ProteoRift
Abstract
Mass-based filtering significantly reduces the peptide candidate pool for subsequent scoring in database search algorithms. While useful, filtering based on one property may lead to exclusion of non-abundant spectra and uncharacterized peptides – potentially exacerbating the streetlight effect. Here we present ProteoRift, a novel attention and multitask deep-network, which can predict multiple peptide properties (length, missed cleavages, and modification status) directly from spectra 77.8% of the time. Integrating ProteoRift into an end-to-end pipeline significantly reduces the search space compared to mass-only filtering. This delivers 8x to 12x speedups while maintaining peptide deduction accuracy comparable to established algorithmic techniques. We also developed uncertainty estimation metrics, which can distinguish between in-distribution and out-of-distribution data (ROC-AUC 0.99) and predict high-scoring mass spectra against the correct peptide (ROC-AUC 0.94).
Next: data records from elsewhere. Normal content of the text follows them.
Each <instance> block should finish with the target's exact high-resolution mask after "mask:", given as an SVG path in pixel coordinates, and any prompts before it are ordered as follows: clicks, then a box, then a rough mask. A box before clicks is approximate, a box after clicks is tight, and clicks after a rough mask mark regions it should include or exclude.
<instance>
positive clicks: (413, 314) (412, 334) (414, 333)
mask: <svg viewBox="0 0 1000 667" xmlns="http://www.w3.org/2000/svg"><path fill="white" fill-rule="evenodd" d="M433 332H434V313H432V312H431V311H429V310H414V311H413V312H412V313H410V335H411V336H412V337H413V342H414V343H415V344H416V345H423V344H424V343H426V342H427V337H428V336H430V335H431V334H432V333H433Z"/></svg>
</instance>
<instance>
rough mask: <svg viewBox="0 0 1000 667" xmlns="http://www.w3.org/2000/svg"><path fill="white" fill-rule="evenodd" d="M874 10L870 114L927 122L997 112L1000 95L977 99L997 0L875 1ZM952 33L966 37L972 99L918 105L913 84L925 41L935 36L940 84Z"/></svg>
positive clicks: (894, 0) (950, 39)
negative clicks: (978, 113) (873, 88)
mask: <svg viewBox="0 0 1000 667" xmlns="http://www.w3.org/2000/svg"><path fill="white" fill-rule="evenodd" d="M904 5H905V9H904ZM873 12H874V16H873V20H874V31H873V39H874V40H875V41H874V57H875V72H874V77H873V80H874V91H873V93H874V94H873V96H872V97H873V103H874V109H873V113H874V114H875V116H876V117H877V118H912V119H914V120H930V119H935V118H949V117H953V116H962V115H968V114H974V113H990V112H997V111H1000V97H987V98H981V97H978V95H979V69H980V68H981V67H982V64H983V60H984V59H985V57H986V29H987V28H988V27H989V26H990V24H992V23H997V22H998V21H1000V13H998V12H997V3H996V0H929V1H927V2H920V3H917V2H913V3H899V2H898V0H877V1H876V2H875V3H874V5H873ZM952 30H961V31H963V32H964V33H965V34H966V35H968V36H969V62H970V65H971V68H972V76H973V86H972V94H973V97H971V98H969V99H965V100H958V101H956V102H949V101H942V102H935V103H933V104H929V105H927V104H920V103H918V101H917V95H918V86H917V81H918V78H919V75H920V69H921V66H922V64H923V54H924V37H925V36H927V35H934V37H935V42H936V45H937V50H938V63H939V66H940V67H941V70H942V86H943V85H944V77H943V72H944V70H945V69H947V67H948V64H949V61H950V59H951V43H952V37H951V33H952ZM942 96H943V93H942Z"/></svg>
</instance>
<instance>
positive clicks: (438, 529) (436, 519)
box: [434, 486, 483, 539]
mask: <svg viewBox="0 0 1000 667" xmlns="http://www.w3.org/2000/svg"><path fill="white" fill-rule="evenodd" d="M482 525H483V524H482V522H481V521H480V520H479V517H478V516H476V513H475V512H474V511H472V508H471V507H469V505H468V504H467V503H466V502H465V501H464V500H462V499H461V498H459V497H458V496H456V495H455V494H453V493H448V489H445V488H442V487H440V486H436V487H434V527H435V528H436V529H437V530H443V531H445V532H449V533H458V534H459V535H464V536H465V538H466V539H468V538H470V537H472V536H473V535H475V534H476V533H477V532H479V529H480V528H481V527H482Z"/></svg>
These models and metrics are integrated in an end-to-end pipeline available at https://github.com/pcdslab/ProteoRift.
Usage
Installation
pip install proteorift
Using Sample Data
from proteorift import ProteoRiftSearch
# Initialize and run with sample data
searcher = ProteoRiftSearch()
results = searcher.search_with_sample_data()
print(f"Results saved to: {results['output_dir']}")
Using Your Own Data
from proteorift import ProteoRiftSearch
# Initialize search
searcher = ProteoRiftSearch()
# Run peptide database search
results = searcher.search(
mgf_dir="path/to/your/spectra", # Directory with MGF files
peptide_db="path/to/your/database", # Directory with FASTA files
output_dir="./results"
)
Custom Parameters
searcher = ProteoRiftSearch(
precursor_tolerance=10,
precursor_tolerance_type="ppm",
charge=3,
length_filter=True,
device="cuda"
)
results = searcher.search(mgf_dir="...", peptide_db="...")
Command Line Interface
# Run search with sample data
proteorift search-sample --output-dir ./results
# Run search with your data
proteorift search \
--mgf-dir path/to/spectra \
--peptide-db path/to/database \
--output-dir ./results \
--tolerance 10 \
--charge 3
# Download models only
proteorift download-models
Output
ProteoRift generates Percolator-compatible PIN files:
target.pin- Target peptide-spectrum matchesdecoy.pin- Decoy peptide-spectrum matches
Training Data
The model was trained on large-scale mass spectrometry datasets including:
- NIST human peptide libraries
- MassIVE public datasets
- DeepNovo
System Requirements
- GPU Memory: 12GB+ recommended
- Python: 3.8+
- PyTorch: 1.10+
Citation
If you use ProteoRift in your research, please cite the following paper:
Tariq, U., Shabbir, B. & Saeed, F. End-to-end deep attention-based multitask pipeline for predicting uncertainty-quantified peptide properties from mass spectrometry data. Sci Rep (2026). https://doi.org/10.1038/s41598-026-43215-2
License
This model and associated code are released under the CC-BY-NC-ND 4.0 license and may only be used for non-commercial, academic research purposes with proper attribution. Any commercial use, sale, or other monetization of this model and its derivatives, which include models trained on outputs from the model or datasets created from the model, is prohibited and requires prior approval. Downloading the model requires prior registration on Hugging Face and agreeing to the terms of use. By downloading this model, you agree not to distribute, publish or reproduce a copy of the model. If another user within your organization wishes to use the model, they must register as an individual user and agree to comply with the terms of use. Users may not attempt to re-identify the deidentified data used to develop the underlying model. If you are a commercial entity, please contact the corresponding author.